Replace 1.2.3.4 with a host on the VPN end of the network and one to the internet, say 8.8.8.8 (one of google's dns servers.)


----------



## newconroer (Dec 31, 2013)

I did continuous ping on another device in the network and a Google DNS server.

At forty-one minutes I browsed several web pages and the connection was still working.
My network address pings have timed out a handful of times, but never back to back or close together. The Google DNS never timed out it seems.

I did notice though that when watching a Youtube video, my pings shot up quite drastically.

I am going to stop one of the pings and see what happens.


----------



## newconroer (Dec 31, 2013)

I stopped the internal ping, connectivity remained.
I stopped the second ping (DNS server) and the connection died out a bit later with the same inactivity message from VPN log.


----------



## Aquinus (Dec 31, 2013)

newconroer said:


> I stopped the internal ping, connectivity remained.
> I stopped the second ping (DNS server) and the connection died out a bit later with the same inactivity message from VPN log.


I would disable an power saving for the wireless adapter to make sure it isn't falling asleep when the connection is idle.


----------



## newconroer (Dec 31, 2013)

Adapter settings are listed below. Cannot see anything obvious that should or should not be enabled/disabled.

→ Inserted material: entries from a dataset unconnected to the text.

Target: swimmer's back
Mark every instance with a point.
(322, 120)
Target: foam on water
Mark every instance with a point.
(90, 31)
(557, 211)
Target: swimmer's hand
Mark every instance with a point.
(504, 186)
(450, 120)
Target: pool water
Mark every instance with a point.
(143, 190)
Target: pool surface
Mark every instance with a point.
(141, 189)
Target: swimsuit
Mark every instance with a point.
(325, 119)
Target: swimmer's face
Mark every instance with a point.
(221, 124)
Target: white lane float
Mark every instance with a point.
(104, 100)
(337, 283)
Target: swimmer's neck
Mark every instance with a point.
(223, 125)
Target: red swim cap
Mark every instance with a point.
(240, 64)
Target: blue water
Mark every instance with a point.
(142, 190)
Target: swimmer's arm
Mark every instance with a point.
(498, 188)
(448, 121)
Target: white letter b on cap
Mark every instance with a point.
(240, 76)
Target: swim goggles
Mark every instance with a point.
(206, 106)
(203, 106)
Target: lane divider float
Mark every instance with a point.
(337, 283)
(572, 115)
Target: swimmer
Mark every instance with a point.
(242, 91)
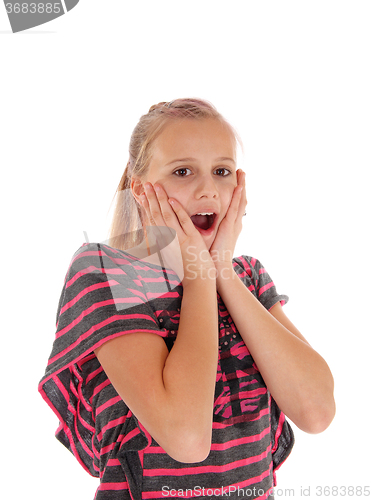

Viscosity /VPN adapter -  The only thing that seemed of interest was the 'Media State,' which was set to Application Managed. I have changed it to Always Connected though the other working computer had it at Application Managed.

In the Power Plan for Windows, Wireless Adapters are set to Maximum Performance mode.


----------



## newconroer (Dec 31, 2013)

I wanted to present a quick log file, unfortunately cannot  :

With the VPN adapter's "Media State" to Always Connected instead of Application Managed, It went for about two hours and then did a soft reset of the connection. Where as before it mentioned inactivity, now it only had the two lines :

_Dec 30 01:45:43: SIGUSR1[soft,ping-restart] received, process restarting
Dec 30 01:45:43: State changed to Connecting
_

It then tried to reconnect - as it always does. It never actually makes it though, and eventually it gave up and officially disconnected.
Dormant for about another hour, I woke the computer about twenty minutes later I woke the computer and it connected again (I have the options set for it to reconnect when computer wakes). I browsed for a few minutes with no problems and then the computer froze taking the log with it.


----------



## remixedcat (Dec 31, 2013)

I think the VPN software is way too touchy.


----------



## Steevo (Dec 31, 2013)

Most have a idle timeout as part of the security features, it prevents VPN data replay and MITM attacks on VPN tunnels, disable it or increase the timeout setting.


----------



## newconroer (Dec 31, 2013)

remixedcat said:


> I think the VPN software is way too touchy.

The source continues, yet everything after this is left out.